You've articulated a very important distinction: **Measurement vs. Information Gain**. Recognizing this difference is key to understanding the nuances of quantum mechanics and the potential contribution of frameworks like EQR.
Let's explore your probing question: **Give me an example conceptually of how we would probe something without measuring it (in the EQR sense of causing its manifestation/collapse) and still get information gain? And what do we mean by information gain?**
**The Conceptual Example: Interaction-Free Measurement (IFM)**
The classic example is the **Elitzur-Vaidman bomb tester**. Imagine you have a stockpile of bombs, some of which might be duds. These bombs are incredibly sensitive: if a single photon hits a functional bomb's trigger mechanism, the bomb explodes. Exploding the bomb definitely counts as "measuring" it (in the most dramatic way!) – it's a direct, irreversible interaction causing a definite state change (functional bomb -> exploded bomb). We want to know if a bomb is functional *without* exploding it.
Here's the setup conceptually:
1. **The Probe:** We use a single photon as our probe.
2. **The Interferometer:** We build a device (a Mach-Zehnder interferometer) that uses beam splitters.
* The first beam splitter puts the photon into a **superposition**, where it effectively travels along **two possible paths** (Path A and Path B) simultaneously.
* We place the bomb we want to test on **Path B**.
* A second beam splitter recombines the paths.
* There are two detectors (Detector 1 and Detector 2) at the end.
3. **The Trick (Interference):** The interferometer is carefully tuned. If **Path B is clear** (no bomb, or a dud bomb that doesn't interact), the photon wave interferes with itself in such a way that it **always** arrives at Detector 1 and **never** at Detector 2.
4. **The Test:** We send one photon through the interferometer with the bomb placed on Path B. Three things can happen:
* **Outcome 1: BOOM!** The bomb explodes. The photon took Path B, interacted with the trigger. We learned the bomb was functional, but we definitely "measured" it via direct interaction and caused its EQR manifestation (explosion).
* **Outcome 2: Click at Detector 1.** This tells us nothing conclusive. It could mean the bomb was a dud (Path B was clear), OR it could mean the bomb was functional, but the photon happened to travel only along Path A in this instance (remember superposition allows possibilities). No information gained about the bomb's functionality.
* **Outcome 3: Click at Detector 2.** This is the magic! Remember, a click here is *impossible* if Path B is clear. The only way Detector 2 can click is if the *possibility* of the photon being detected (absorbed/triggering) on Path B *disrupted* the perfect interference needed to send it to Detector 1. Therefore, if Detector 2 clicks, we know **with certainty** that there *must have been a functional bomb on Path B*. Crucially, *this specific photon did not interact with the bomb* – if it had, the bomb would have exploded (Outcome 1).
**EQR Interpretation:**
* **Probing:** Sending the photon through the interferometer is the act of probing.

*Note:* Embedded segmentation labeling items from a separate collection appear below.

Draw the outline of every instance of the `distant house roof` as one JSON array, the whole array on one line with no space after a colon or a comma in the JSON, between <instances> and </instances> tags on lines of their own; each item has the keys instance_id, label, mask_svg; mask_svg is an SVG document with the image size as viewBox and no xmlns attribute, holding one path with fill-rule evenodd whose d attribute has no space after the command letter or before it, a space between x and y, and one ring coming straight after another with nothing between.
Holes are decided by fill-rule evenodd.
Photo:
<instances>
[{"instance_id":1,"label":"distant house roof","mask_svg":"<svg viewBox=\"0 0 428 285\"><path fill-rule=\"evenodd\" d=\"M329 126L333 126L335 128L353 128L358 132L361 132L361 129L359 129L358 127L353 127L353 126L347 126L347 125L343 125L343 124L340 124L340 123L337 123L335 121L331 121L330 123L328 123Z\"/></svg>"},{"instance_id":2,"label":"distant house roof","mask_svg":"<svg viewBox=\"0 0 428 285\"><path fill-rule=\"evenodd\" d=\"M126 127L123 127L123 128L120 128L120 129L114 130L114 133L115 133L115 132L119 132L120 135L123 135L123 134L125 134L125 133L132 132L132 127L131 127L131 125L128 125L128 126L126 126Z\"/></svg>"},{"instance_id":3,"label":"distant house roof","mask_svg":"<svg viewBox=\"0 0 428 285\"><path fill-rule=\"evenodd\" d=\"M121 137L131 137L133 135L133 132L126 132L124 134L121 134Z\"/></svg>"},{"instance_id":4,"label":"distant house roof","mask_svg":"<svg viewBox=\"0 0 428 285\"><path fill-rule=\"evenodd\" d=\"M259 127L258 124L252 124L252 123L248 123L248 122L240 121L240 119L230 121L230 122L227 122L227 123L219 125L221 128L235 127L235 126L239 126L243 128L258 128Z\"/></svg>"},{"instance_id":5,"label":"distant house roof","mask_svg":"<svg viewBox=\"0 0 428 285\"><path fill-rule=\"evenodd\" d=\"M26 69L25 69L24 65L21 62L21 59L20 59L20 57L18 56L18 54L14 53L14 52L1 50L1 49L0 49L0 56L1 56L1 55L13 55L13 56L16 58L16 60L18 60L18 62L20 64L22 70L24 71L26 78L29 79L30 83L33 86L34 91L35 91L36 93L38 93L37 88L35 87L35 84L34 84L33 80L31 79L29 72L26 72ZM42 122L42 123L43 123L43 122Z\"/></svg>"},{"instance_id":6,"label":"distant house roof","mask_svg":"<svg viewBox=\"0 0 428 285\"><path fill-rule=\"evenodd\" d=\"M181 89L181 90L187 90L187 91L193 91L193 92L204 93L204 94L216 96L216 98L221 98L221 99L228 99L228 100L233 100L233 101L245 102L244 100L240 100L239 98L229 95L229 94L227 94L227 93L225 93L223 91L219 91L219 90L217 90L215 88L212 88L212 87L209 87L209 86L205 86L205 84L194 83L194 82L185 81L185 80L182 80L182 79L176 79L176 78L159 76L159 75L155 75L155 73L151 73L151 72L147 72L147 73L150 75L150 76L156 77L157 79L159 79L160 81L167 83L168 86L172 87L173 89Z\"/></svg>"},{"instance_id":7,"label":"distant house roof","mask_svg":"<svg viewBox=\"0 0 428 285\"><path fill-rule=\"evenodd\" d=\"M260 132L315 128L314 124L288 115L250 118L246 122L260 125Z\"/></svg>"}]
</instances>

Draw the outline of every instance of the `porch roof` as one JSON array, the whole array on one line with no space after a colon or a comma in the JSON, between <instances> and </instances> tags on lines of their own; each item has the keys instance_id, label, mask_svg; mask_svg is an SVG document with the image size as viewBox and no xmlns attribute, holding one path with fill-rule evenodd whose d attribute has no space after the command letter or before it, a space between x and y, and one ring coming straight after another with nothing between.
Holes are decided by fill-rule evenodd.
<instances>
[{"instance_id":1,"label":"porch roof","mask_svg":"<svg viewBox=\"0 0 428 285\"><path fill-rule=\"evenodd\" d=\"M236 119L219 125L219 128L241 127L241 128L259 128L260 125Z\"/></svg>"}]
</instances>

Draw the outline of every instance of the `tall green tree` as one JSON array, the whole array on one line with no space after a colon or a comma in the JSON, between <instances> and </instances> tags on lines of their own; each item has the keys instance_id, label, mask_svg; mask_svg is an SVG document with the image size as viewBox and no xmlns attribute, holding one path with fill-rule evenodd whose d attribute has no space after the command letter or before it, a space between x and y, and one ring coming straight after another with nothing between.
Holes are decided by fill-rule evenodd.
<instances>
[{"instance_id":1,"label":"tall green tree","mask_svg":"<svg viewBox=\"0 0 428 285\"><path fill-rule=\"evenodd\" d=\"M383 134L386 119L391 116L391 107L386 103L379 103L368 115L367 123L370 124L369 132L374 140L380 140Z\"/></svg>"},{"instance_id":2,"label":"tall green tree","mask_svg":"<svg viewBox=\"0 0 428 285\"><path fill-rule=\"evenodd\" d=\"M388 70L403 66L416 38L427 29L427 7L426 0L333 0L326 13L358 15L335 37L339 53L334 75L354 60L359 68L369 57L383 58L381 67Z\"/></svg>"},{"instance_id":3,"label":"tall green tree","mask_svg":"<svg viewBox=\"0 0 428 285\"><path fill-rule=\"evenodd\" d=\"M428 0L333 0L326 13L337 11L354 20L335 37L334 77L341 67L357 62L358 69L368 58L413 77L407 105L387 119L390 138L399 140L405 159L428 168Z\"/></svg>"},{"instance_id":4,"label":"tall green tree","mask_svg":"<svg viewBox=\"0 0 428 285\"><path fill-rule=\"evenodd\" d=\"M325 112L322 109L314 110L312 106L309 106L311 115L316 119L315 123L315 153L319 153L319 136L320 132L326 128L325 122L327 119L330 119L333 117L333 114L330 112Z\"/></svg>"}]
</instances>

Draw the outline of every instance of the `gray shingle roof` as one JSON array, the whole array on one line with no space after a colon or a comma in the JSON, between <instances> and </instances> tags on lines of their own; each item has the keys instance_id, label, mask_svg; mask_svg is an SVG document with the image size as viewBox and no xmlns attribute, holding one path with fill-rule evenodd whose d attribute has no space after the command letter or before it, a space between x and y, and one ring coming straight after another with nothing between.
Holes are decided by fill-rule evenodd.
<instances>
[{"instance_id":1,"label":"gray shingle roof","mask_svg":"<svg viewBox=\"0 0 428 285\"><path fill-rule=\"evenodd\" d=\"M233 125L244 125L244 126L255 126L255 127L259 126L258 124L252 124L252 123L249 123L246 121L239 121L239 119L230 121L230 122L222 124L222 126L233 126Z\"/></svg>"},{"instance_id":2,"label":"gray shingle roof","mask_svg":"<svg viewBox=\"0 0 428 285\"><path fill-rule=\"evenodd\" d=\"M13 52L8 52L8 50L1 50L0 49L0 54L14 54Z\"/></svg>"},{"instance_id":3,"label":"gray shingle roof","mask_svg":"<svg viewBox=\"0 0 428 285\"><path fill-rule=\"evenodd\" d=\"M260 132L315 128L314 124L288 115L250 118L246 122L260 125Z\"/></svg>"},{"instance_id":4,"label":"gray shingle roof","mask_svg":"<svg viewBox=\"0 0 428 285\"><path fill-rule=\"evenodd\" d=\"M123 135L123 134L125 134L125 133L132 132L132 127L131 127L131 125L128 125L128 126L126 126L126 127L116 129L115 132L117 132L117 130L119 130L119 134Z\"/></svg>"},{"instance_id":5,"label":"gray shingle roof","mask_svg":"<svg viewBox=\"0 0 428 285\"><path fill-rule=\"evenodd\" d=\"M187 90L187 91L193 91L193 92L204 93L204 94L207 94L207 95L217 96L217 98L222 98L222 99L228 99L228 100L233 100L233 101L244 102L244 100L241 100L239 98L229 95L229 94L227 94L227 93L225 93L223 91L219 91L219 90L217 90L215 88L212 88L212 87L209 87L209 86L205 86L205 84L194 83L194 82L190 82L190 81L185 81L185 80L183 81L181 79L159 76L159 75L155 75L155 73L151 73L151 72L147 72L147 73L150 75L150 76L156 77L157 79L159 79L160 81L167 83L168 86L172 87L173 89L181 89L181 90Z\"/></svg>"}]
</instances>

* **Measurement (EQR Manifestation of Bomb):** Outcome 1 (explosion) is the EQR manifestation of the bomb's state, triggered by direct interaction $\hat{V}_{int}$ with the photon.
* **Measurement (EQR Manifestation of Photon):** Outcomes 2 and 3 (clicks at D1 or D2) are EQR manifestations of the *photon's* state, triggered by its interaction with the detectors.
* **Information Gain without Bomb Manifestation:** Outcome 3 provides information gain (we know the bomb is functional) *without* causing the bomb's EQR manifestation (it didn't explode). The information was gained by observing the manifested state of the *probe* (photon at D2), which was influenced by the *potential* for interaction with the bomb.
**What do we mean by Information Gain?**
Information gain, in this context (and more broadly in physics and information theory), means **a reduction in uncertainty about the state of a system.**
* **Before the probe:** We were uncertain about the bomb. Let's say we thought there was a 50% chance it was functional and a 50% chance it was a dud. Our knowledge was uncertain.
* **After Outcome 3 (Click at D2):** We are now 100% certain the bomb is functional. Our uncertainty about its state has been completely eliminated (for that specific property).
* **Quantifying it:** Information theory quantifies this using concepts like Shannon Entropy. High entropy means high uncertainty; low entropy means low uncertainty. Information gain corresponds to a decrease in the entropy of our knowledge about the system's state.
So, in the IFM example (Outcome 3), we gained information about the bomb (reduced our uncertainty about its functionality) by observing the probe photon's manifested state, even though the bomb itself did not undergo the specific EQR manifestation event (explosion) associated with direct measurement. This relies entirely on the physical setup and the laws of quantum superposition and interference governing the probe's potential paths and interactions.